Content » Vol 99, Issue 4

Investigative Report

Itch in Psoriasis: A New Look at Well-known Subject

Radomir Reszke, Rafa? Bia?ynicki-Birula and Jacek C. Szepietowski

Department of Dermatology, Venereology and Allergology, Wroclaw Medical University, Wroclaw, Poland

ABSTRACT

Psoriasis is a chronic inflammatory dermatosis, frequently presenting with chronic itch. This study investigated the prevalence and detailed clinical characteristics of chronic itch in 143 psoriatic patients, with regard to different age groups, comorbidities and pharmacotherapy. Chronic itch was reported by 72% of subjects. Patients aged 65 years and over presented higher 4-Item Itch Questionnaire (4IIQ) scores (8.6 ± 3.4 vs. 7.4 ± 2.5 points; p = 0.03) and rarely experienced itching at midday (p = 0.009). Chronic itch correlated with aspirin intake and xerosis intensity. 4IIQ scores were higher in patients with asthma/chronic obstructive pulmonary disease, peptic ulcer disease and those taking insulin. Logistic regression analysis found that chronic itch was positively correlated with the use of antacids, angiotensin receptor blockers, angiotensin enzyme converting inhibitors, beta-blockers, xerosis intensity and Physician’s Global Assessment score, whereas psychiatric drugs other than selective serotonin reuptake inhibitors, allopurinol, coexistence of arterial hypertension and application of emollients acted conversely. Elderly psoriatic patients present several differences in the characteristics of chronic itch, and chronic itch may be associated with comorbidities and pharmacotherapy. To the best of our knowledge, this is the first study to report possible associations between psoriatic pruritus and co-administration of drugs utilized in various systemic conditions.

Key words: itch; psoriasis; elderly; comorbidities; pharmaco-therapy.

Accepted Feb 7, 2019; E-published Feb 8, 2019

Acta Derm Venereol 2019; XX: XX–XX.

Corr: Jacek Szepietowski, Department of Dermatology, Venereology and Allergology, Wroclaw Medical University, ul. Chalubinskiego 1, PL-50-368, Wroclaw, Poland. E-mail: jacek.szepietowski@umed.wroc.pl

SIGNIFICANCE

Psoriasis is a chronic inflammatory cutaneous disease frequently encountered in the general population. The majority of psoriatic patients experience chronic itch. The current study has extensively evaluated the prevalence and clinical characteristics of chronic itch in a cohort of psoriatic subjects. Moreover, we have investigated clinical itch-related differences between senior and non-senior groups of patients, as well as possible associations between chronic itch, systemic comorbidities and pharmacotherapy.

INTRODUCTION

Psoriasis is a chronic, inflammatory cutaneous disorder affecting skin, nails and joints, often associated with various comorbidities, and posing a severe psychosocial burden in affected individuals (1, 2). Psoriasis is common in the general population, with an estimated prevalence in the general population of 1–4.4% (3–5). Clinical studies of the elderly population with psoriasis are scarce, al-though it is the 6th most common cutaneous disease in this population (6). Studies have determined the prevalence of psoriasis in elderly patients as 2.2–12.5% (7–9), whereas late onset of psoriasis was observed in approximately 3% of psoriatic individuals (6, 10).
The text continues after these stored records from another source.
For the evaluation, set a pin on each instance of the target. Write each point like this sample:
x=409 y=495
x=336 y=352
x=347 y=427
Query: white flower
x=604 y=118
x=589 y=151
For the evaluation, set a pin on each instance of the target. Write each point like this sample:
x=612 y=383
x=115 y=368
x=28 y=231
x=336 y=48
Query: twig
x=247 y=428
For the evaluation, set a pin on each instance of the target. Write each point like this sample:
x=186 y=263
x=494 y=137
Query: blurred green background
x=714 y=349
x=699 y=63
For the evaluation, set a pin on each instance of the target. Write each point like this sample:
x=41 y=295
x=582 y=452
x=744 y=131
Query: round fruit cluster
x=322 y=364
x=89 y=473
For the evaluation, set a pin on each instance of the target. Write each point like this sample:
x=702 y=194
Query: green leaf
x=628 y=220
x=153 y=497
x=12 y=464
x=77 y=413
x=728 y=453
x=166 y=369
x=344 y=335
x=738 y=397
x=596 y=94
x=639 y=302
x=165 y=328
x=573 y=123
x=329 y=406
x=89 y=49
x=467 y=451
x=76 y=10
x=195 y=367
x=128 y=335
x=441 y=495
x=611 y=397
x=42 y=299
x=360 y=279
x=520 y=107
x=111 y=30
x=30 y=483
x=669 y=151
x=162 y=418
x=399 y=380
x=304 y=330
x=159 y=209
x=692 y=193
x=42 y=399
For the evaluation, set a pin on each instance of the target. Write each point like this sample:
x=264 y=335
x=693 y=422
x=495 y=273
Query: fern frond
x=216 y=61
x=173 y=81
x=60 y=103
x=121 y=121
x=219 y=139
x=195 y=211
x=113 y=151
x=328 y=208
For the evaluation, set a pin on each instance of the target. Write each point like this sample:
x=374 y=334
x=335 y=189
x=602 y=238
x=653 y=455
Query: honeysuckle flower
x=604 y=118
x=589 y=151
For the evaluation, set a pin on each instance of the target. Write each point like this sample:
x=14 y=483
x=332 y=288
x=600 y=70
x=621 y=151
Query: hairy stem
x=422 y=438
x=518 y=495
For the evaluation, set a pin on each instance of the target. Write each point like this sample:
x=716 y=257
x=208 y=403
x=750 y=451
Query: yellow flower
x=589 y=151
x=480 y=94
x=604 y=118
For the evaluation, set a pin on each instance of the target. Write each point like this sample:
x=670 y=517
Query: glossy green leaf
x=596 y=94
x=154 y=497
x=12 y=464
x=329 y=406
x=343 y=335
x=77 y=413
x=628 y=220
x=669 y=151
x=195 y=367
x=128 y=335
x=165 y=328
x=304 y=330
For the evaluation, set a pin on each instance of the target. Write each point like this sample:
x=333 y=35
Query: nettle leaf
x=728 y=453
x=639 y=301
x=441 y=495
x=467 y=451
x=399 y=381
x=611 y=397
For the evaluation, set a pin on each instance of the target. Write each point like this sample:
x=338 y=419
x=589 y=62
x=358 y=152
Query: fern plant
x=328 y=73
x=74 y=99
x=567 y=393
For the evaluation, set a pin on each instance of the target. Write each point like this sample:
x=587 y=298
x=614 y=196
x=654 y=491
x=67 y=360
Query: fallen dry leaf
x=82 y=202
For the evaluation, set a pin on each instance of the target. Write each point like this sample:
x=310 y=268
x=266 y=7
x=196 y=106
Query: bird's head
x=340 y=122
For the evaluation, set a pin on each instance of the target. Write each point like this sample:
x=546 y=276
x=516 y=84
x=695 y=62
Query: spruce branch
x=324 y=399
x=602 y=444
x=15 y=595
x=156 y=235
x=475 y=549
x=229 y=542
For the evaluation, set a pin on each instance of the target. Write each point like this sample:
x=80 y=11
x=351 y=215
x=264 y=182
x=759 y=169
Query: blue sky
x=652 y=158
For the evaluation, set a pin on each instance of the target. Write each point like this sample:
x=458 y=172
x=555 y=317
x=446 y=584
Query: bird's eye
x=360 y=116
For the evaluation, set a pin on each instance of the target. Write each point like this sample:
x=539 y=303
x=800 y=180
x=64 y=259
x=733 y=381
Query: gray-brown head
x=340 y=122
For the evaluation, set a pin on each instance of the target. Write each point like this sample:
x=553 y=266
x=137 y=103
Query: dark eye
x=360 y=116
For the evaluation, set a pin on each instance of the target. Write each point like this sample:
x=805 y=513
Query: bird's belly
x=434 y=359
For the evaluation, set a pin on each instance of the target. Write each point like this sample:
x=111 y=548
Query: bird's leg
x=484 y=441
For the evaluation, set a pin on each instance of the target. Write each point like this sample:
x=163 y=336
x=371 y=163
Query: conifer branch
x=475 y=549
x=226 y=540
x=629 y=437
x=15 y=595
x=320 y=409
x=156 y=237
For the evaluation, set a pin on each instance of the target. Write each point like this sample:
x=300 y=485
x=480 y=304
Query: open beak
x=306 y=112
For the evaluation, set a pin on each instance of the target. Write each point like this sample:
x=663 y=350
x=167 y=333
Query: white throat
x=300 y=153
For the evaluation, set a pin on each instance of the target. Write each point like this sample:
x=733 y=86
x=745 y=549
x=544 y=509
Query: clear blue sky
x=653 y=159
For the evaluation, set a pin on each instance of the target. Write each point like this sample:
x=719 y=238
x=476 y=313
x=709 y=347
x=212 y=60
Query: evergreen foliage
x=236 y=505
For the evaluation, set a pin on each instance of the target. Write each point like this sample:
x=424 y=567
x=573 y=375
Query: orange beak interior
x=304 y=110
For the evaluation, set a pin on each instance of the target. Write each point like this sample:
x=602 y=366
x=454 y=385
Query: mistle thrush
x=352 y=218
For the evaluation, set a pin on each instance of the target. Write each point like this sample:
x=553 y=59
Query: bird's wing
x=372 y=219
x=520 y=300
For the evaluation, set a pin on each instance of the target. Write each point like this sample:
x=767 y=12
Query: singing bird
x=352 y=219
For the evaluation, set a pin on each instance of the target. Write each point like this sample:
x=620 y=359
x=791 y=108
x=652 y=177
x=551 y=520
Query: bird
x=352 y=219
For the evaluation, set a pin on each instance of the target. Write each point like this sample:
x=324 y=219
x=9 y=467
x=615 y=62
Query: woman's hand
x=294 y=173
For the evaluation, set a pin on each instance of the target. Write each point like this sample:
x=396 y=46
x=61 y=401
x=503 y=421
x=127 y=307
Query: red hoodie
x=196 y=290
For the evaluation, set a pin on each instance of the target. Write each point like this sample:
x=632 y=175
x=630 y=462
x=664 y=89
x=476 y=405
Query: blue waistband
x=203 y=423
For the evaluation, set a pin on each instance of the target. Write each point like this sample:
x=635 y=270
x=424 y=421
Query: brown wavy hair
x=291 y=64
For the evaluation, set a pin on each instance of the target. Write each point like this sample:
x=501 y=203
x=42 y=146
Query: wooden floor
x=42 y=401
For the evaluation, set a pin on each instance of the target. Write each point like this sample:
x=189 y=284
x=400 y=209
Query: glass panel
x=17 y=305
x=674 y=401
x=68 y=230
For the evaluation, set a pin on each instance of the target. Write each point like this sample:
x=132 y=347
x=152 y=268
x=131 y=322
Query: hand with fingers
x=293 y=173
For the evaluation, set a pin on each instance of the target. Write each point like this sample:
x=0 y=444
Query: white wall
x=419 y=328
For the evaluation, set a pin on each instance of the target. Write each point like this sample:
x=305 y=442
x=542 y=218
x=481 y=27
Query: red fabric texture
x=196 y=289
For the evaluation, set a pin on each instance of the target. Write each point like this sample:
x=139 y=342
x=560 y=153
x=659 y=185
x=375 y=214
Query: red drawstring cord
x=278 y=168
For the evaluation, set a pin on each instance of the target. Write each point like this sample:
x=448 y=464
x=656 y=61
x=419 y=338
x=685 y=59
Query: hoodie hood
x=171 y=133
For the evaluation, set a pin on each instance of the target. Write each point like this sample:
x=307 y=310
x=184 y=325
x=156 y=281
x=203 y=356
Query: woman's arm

Itch, classically described as an unpleasant feeling urging a desire to scratch (11), is classified as acute or chronic, with the latter being described as lasting 6 weeks or longer (12). Chronic itch (CI) is a frequent complaint, affecting 64–97% of psoriatic individuals, and its clinical characteristics and impact on various quality of life (QoL) domains have been studied extensively (13–17). However, few reports have provided data on itch characteristics and burden among elderly patients with psoriasis (10, 18). In addition, taking into account the abundance of pathogenic factors associated with CI (19), including coexisting systemic disorders and drug intake, this symptom in psoriatic patients may be associated with factors other than the underlying dermatosis, especially in elderly patients. The possible role of other cofactors is supported by the observation that treatment of psoriasis does not necessarily provide relief in pruritus (20).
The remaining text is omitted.